II. Des leviers pour agir

    Les professionnels sont sensibilisés à cette problématique, mais sont confrontés au problème du maintien des plates-formes en Ile-de-France. Toute opération de transport, sauf quand elle relie un embranchement ferroviaire à un autre ou un port fluvial à un autre, commence par la route et finit par la route. En Ile-de-France, pour des distances inférieures à 150 kms, il est normal que 80 % des échanges soient assurés par la route. Par contre, pour réduire les problèmes de pollution et de congestion du trafic, il est préférable de faire des tournées extrêmement concentrées et proches des points de livraison. Pour fluidifier le trafic et résorber le stationnement en double file, il est également nécessaire de prévoir des sites d’accueil de livraison pour tous les commerces et de faire mieux respecter les places réservées " livraison ", souvent occupées par des particuliers.

    Des expériences sont menées en matière de livraison de marchandises afin de mieux gérer les déplacements générés. En Hollande, un système de licence de distribution urbaine permet aux transporteurs respectant un certain cahier des charges (taux de remplissage, nombre de points livrés par tournée) de bénéficier d’horaires élargis. A Monaco, la collectivité publique a organisé un service public de distribution urbaine de marchandises.
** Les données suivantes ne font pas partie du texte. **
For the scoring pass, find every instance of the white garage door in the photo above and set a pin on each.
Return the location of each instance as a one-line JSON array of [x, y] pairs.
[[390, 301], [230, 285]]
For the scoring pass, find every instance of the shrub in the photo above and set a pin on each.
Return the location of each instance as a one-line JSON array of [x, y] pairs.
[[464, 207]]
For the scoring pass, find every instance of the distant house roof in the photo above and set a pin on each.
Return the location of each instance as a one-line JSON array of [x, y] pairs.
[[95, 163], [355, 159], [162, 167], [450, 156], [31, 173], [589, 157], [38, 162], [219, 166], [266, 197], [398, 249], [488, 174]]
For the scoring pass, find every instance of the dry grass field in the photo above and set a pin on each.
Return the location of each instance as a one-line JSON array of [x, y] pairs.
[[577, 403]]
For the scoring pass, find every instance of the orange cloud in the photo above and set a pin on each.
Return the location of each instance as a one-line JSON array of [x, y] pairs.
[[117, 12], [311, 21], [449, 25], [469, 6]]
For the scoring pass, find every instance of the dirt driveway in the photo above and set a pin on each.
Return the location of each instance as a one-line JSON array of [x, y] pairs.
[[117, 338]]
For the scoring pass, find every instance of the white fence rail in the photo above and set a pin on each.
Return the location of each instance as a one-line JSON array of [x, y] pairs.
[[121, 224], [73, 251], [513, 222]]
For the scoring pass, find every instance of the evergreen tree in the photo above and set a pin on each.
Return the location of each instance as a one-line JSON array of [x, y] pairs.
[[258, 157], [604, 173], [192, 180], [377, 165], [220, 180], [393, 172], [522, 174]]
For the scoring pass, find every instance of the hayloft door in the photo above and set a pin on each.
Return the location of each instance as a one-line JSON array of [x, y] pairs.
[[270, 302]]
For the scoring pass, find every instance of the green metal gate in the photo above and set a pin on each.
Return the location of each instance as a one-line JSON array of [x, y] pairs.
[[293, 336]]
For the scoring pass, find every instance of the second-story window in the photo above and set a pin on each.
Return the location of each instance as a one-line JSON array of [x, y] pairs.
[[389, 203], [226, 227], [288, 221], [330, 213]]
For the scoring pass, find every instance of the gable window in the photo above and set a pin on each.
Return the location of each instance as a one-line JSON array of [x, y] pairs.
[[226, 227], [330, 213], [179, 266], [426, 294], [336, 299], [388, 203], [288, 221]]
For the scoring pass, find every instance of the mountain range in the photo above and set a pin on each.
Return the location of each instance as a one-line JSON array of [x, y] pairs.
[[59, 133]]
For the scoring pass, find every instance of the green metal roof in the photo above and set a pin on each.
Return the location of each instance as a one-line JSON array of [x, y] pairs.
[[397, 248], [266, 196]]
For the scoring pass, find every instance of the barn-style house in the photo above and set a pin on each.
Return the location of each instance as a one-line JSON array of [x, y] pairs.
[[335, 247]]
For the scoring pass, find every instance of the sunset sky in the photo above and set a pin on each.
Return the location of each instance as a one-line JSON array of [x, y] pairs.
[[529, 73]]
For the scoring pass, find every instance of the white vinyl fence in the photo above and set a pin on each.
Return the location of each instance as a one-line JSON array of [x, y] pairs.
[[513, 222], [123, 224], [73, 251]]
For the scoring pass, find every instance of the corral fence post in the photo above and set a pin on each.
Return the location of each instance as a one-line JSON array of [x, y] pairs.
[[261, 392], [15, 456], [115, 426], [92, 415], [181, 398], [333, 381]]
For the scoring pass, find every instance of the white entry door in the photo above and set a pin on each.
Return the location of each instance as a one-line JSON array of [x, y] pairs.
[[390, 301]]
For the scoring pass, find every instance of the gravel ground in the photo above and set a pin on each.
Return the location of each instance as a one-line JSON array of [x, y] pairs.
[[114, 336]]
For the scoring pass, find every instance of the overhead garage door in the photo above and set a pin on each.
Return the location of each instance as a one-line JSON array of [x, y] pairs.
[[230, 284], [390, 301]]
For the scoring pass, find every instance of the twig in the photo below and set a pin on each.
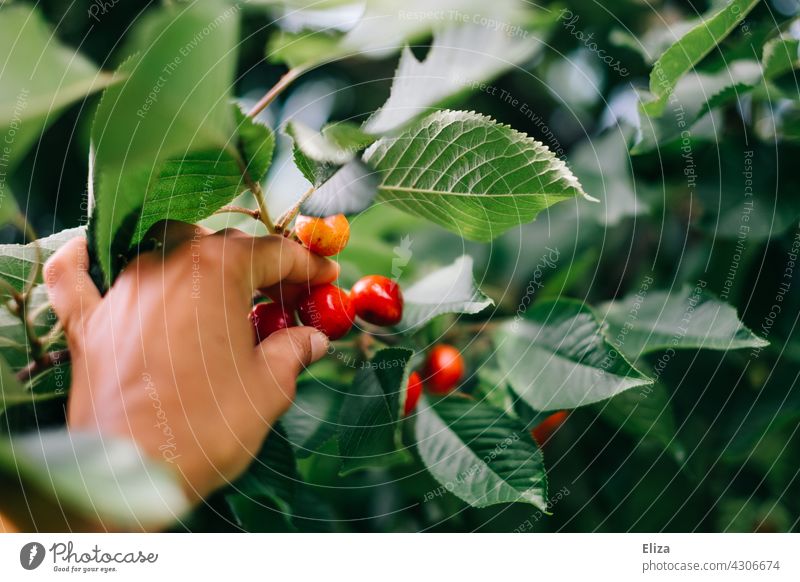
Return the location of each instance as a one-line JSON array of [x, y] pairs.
[[47, 361], [256, 214], [273, 93], [289, 215]]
Les transporteurs extérieurs déchargent leur frêt sur une plate-forme et le concessionnaire effectue les livraisons finales dans la ville.

    La technologie permettra de plus en plus d’équiper les véhicules de transport de marchandises en " énergies propres " et de limiter ainsi les émissions de polluants.


III. Conclusion

    La problématique des livraisons doit être abordée dans son ensemble, en considérant la logique et les impératifs de chacun pour apporter une réponse adéquate.

    La législation doit également évoluer pour être applicable. Pour le moment, le transport de marchandises dépend de quatre codes non harmonisés : le code de la route, celui du commerce, celui du travail et celui des collectivités locales.